In the wake of the retail POS data breach crisis, people have lobbied for EMV and are talking about plans to implement EMV in the US. But those hurdles are still there and we haven’t seen much more than talk.
Meanwhile, others have tried to implement mobile payment systems. But these haven’t taken off because of the classic bootstrapping problem that new platforms face. Retailers won’t invest in the new technology until customers are willing to use it. Customers won’t use the new technology unless there’s a place to use it. Mobile payment systems have been like Bitcoin acceptance: a leading-edge curiosity that’s not ready for prime time.

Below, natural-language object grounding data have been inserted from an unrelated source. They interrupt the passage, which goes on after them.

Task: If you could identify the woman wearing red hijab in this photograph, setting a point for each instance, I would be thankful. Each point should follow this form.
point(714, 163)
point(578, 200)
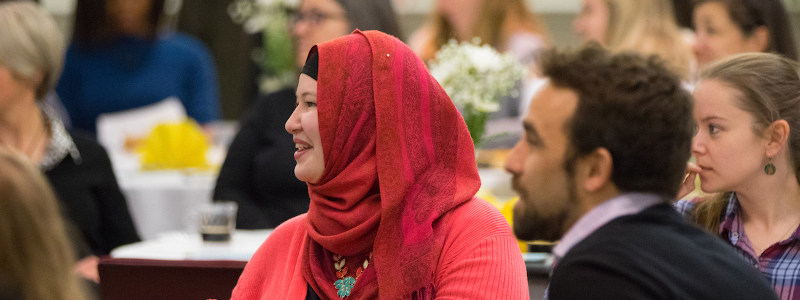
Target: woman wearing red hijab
point(391, 174)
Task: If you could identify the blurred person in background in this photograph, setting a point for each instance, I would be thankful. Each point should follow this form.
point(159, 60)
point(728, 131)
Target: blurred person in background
point(120, 59)
point(31, 56)
point(506, 25)
point(36, 261)
point(258, 172)
point(747, 150)
point(643, 26)
point(725, 27)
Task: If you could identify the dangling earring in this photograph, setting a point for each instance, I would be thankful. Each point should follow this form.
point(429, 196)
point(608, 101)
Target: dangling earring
point(769, 168)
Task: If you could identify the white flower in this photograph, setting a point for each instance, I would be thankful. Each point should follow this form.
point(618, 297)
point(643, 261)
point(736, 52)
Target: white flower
point(476, 77)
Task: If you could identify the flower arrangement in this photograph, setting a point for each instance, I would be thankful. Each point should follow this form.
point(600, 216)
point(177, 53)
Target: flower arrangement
point(271, 19)
point(476, 78)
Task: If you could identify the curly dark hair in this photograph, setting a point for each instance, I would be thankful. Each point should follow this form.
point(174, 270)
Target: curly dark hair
point(634, 107)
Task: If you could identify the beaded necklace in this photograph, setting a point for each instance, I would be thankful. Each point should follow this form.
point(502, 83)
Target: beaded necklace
point(345, 284)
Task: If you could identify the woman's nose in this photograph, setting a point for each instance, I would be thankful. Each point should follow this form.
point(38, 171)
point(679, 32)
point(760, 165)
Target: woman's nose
point(293, 123)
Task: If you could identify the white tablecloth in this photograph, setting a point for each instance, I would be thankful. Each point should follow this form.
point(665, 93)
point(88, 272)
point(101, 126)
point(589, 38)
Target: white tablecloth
point(180, 245)
point(161, 201)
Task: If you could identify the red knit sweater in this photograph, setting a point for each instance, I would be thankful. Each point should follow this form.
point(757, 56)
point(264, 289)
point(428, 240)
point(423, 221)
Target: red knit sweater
point(480, 259)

By including Apple Pay capabilities on all new iPhones moving forward, Apple has overnight solved one half of the bootstrapping problem. Retailers can be confident that a percentage of their customers will be able to use Apple Pay. Not only that, but it will be their early adopter customers. This gives retailers incentive to support Apple Pay with the necessary payment infrastructure.

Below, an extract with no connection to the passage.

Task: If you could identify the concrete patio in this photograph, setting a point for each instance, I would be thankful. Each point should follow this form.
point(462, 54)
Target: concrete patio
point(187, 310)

As we’ve seen in the past, where Apple leads the rest of the world follows. The implementation of infrastructure to support Apple Pay will quickly support other mobile payment platforms as companies like Google quickly move to piggyback on that technology and infrastructure. As technology proliferates, costs will come down and ease of use and implementation will go up.
Beyond how Apple’s entrance into mobile payment brings the “network effect” into play, there’s the fact that Apple’s implementation appears so far to be a good one from a security and privacy point of view. We need to research and understand it better, but it looks like Apple has come up with a solid design that I would feel comfortable using.
With Apple Pay, Apple has jumped into the world of retail payments at a time when the current solution is unsound and broken and the main proposed solution, EMV, isn’t desirable. They’re jumping in with a solution that appears to be good from a security and privacy point of view. And by jumping in, they bring their ability to move markets to bear on this issue.
In a single day, Apple may have changed how we pay for things for good, and helped us bring the retail POS data breach crisis to a close in the long term. And in so doing, they may have also saved all of us from the hassle of “chip and pin.”
That closure won’t come quickly, but at least we can see a light at the end of the tunnel.